Song by Van Morrison

from the album Veedon Fleece
- Released: October 1974
- Recorded: November 1973
- Genre: Folk rock; folk jazz; free jazz;
- Length: 6:14
- Label: Warner Bros.
- Songwriter(s): Van Morrison
- Producer(s): Van Morrison

= Fair Play (song) =

1974 song by Van Morrison

"Fair Play" is a song by Northern Irish artist Van Morrison. The opening track on the 1974 album Veedon Fleece, it derived its name from Morrison's Irish friend, Donall Corvin's repeated use of the Irish colloquialism "fair play to you" as a wry compliment.

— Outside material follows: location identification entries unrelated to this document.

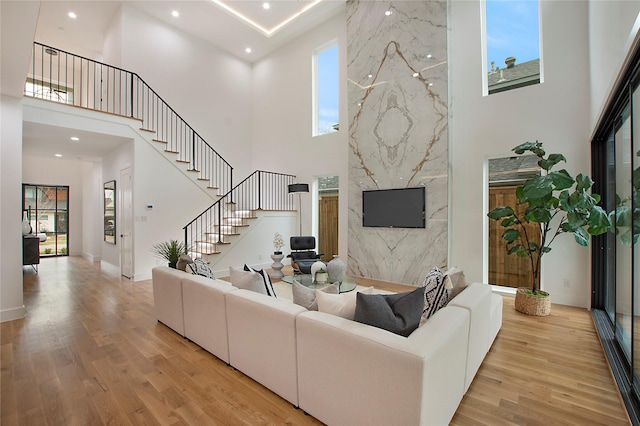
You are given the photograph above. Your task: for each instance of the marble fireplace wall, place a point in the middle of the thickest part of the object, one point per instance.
(397, 92)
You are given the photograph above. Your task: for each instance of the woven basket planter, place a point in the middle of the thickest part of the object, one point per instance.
(532, 305)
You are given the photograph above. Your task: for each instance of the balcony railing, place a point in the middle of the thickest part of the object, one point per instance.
(59, 76)
(215, 226)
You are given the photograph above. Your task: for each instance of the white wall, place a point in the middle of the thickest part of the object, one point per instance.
(210, 89)
(58, 171)
(555, 112)
(11, 304)
(613, 25)
(282, 119)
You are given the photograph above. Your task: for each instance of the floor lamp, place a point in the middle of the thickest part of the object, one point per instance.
(298, 188)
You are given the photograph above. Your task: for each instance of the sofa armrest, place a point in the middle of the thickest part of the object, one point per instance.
(262, 340)
(476, 298)
(167, 297)
(356, 374)
(205, 314)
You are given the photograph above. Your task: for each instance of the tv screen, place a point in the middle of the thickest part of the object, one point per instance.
(394, 208)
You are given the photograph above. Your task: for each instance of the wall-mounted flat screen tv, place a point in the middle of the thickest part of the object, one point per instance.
(394, 208)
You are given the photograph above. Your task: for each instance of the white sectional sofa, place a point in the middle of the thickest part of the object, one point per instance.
(341, 372)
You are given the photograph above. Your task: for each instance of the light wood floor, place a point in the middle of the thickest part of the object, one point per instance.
(91, 352)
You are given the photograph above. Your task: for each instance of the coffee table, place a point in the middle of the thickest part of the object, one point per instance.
(347, 284)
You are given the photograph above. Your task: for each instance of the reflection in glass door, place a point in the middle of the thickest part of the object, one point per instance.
(624, 255)
(48, 213)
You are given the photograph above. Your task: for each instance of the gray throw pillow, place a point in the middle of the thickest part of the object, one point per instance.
(306, 297)
(398, 313)
(183, 261)
(247, 280)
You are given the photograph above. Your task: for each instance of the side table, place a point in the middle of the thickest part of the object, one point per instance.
(276, 267)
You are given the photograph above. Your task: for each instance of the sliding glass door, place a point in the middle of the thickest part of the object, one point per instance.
(47, 209)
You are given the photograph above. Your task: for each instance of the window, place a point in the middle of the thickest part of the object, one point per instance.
(512, 36)
(325, 90)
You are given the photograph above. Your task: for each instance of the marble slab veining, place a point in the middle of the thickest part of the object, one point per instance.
(397, 91)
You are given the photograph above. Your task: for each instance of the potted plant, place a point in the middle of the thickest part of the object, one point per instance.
(278, 243)
(559, 203)
(170, 251)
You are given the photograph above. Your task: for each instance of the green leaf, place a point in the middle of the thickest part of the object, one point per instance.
(581, 236)
(551, 161)
(561, 179)
(500, 212)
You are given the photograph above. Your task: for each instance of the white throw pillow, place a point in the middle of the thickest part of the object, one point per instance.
(247, 280)
(342, 305)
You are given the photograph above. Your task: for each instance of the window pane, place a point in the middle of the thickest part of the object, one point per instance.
(327, 91)
(513, 44)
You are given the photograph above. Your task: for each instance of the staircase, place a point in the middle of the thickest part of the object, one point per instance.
(63, 77)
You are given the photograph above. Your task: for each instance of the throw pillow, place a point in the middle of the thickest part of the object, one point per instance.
(200, 267)
(266, 280)
(247, 280)
(342, 305)
(183, 261)
(306, 297)
(458, 281)
(435, 293)
(398, 313)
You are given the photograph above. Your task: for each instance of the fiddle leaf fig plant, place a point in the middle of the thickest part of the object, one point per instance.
(555, 200)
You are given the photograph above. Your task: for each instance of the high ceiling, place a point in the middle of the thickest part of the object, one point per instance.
(213, 21)
(204, 19)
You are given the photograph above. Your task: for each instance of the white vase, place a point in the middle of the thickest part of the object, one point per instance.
(336, 269)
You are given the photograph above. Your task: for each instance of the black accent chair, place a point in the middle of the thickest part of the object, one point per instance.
(303, 254)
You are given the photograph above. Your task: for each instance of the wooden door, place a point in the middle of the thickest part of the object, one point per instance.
(328, 226)
(507, 270)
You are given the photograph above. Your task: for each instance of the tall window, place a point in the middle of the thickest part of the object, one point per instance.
(325, 90)
(512, 35)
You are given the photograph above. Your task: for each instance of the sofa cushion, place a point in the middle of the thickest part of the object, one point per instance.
(306, 297)
(200, 267)
(435, 293)
(266, 280)
(183, 261)
(342, 305)
(398, 313)
(247, 280)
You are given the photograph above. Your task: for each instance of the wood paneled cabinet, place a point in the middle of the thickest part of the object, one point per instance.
(31, 250)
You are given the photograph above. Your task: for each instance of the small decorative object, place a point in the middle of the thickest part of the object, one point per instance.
(315, 267)
(26, 226)
(170, 251)
(278, 243)
(276, 266)
(336, 269)
(322, 276)
(559, 203)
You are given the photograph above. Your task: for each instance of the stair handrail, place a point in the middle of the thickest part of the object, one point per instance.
(55, 87)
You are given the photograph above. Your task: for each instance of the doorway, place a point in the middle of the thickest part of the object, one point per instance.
(328, 216)
(505, 175)
(47, 209)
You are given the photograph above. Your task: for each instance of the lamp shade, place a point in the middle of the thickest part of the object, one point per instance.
(298, 187)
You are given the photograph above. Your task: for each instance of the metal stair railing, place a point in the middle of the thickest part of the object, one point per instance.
(59, 76)
(262, 190)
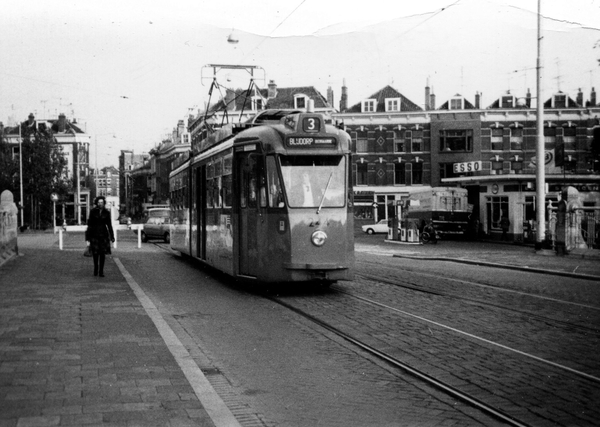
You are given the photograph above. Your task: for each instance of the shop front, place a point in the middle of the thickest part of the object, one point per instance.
(507, 203)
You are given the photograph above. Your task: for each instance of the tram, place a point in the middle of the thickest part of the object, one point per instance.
(268, 200)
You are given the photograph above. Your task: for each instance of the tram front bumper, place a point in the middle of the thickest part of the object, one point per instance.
(309, 266)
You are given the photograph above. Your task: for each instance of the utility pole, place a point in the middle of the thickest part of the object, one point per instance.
(21, 175)
(540, 152)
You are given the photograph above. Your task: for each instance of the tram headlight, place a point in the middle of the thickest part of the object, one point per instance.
(318, 238)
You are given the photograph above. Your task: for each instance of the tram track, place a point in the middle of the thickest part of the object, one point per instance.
(480, 389)
(529, 314)
(486, 398)
(448, 389)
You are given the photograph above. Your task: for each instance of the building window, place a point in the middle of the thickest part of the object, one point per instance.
(569, 138)
(416, 140)
(508, 101)
(257, 104)
(497, 207)
(549, 138)
(399, 142)
(516, 139)
(361, 174)
(417, 173)
(497, 166)
(456, 140)
(362, 144)
(392, 104)
(456, 104)
(560, 101)
(447, 171)
(399, 173)
(497, 139)
(368, 106)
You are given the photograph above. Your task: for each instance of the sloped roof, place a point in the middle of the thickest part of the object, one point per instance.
(381, 95)
(69, 126)
(467, 104)
(284, 99)
(570, 102)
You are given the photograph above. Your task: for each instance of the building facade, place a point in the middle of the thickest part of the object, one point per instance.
(75, 144)
(490, 151)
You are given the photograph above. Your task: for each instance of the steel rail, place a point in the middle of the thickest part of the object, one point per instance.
(452, 391)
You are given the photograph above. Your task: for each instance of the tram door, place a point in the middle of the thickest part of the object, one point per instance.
(201, 211)
(248, 170)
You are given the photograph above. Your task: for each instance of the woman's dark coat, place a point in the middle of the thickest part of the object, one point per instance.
(99, 232)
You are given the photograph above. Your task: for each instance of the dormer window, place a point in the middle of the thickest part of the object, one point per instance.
(392, 104)
(559, 101)
(300, 101)
(369, 106)
(456, 103)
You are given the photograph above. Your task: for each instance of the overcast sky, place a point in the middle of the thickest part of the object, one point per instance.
(135, 67)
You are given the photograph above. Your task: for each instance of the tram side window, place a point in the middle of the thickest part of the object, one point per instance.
(217, 192)
(227, 182)
(209, 193)
(227, 196)
(210, 173)
(276, 199)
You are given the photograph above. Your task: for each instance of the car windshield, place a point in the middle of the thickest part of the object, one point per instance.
(314, 181)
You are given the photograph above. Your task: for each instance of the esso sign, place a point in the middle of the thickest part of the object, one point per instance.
(467, 167)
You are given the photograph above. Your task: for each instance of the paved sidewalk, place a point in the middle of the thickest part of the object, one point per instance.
(81, 350)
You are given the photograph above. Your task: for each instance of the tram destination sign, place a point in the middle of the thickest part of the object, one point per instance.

The 3/4 ballad references Irish city Killarney, and poets Oscar Wilde, Edgar Allan Poe and Henry David Thoreau, and according to Morrison, the song derived from "what was running through his head", and marked a return to the stream of consciousness channeled song-writing that had not been evident since several of the songs contained in his 1972 album Saint Dominic's Preview. "Fair Play" was included on the 2015 compilation The Essential Van Morrison.

==Reviews==
Allmusic describes the song as "a jazzy folk song which opens the album with soft strains of an acoustic guitar, upright bass, and natural-sounding piano that slowly start to come to life". The aforementioned sounds were described as "the kinds of sounds that bring to mind an autumn Sunday morning, when things seem rested, meditative, solid, and complete". As Veedon Fleece is often overlooked in favor of critically lauded Van Morrison's first major artistic breakthrough Astral Weeks, the album still picks up where the former record left off and more fully realizes the spiritual and musical quests set forth on Astral Weeks. The song is also described as deep, and "a soul number in the literal sense of the term".

==Live performance==
"Fair Play" was performed 56 times totally (three times in medleys).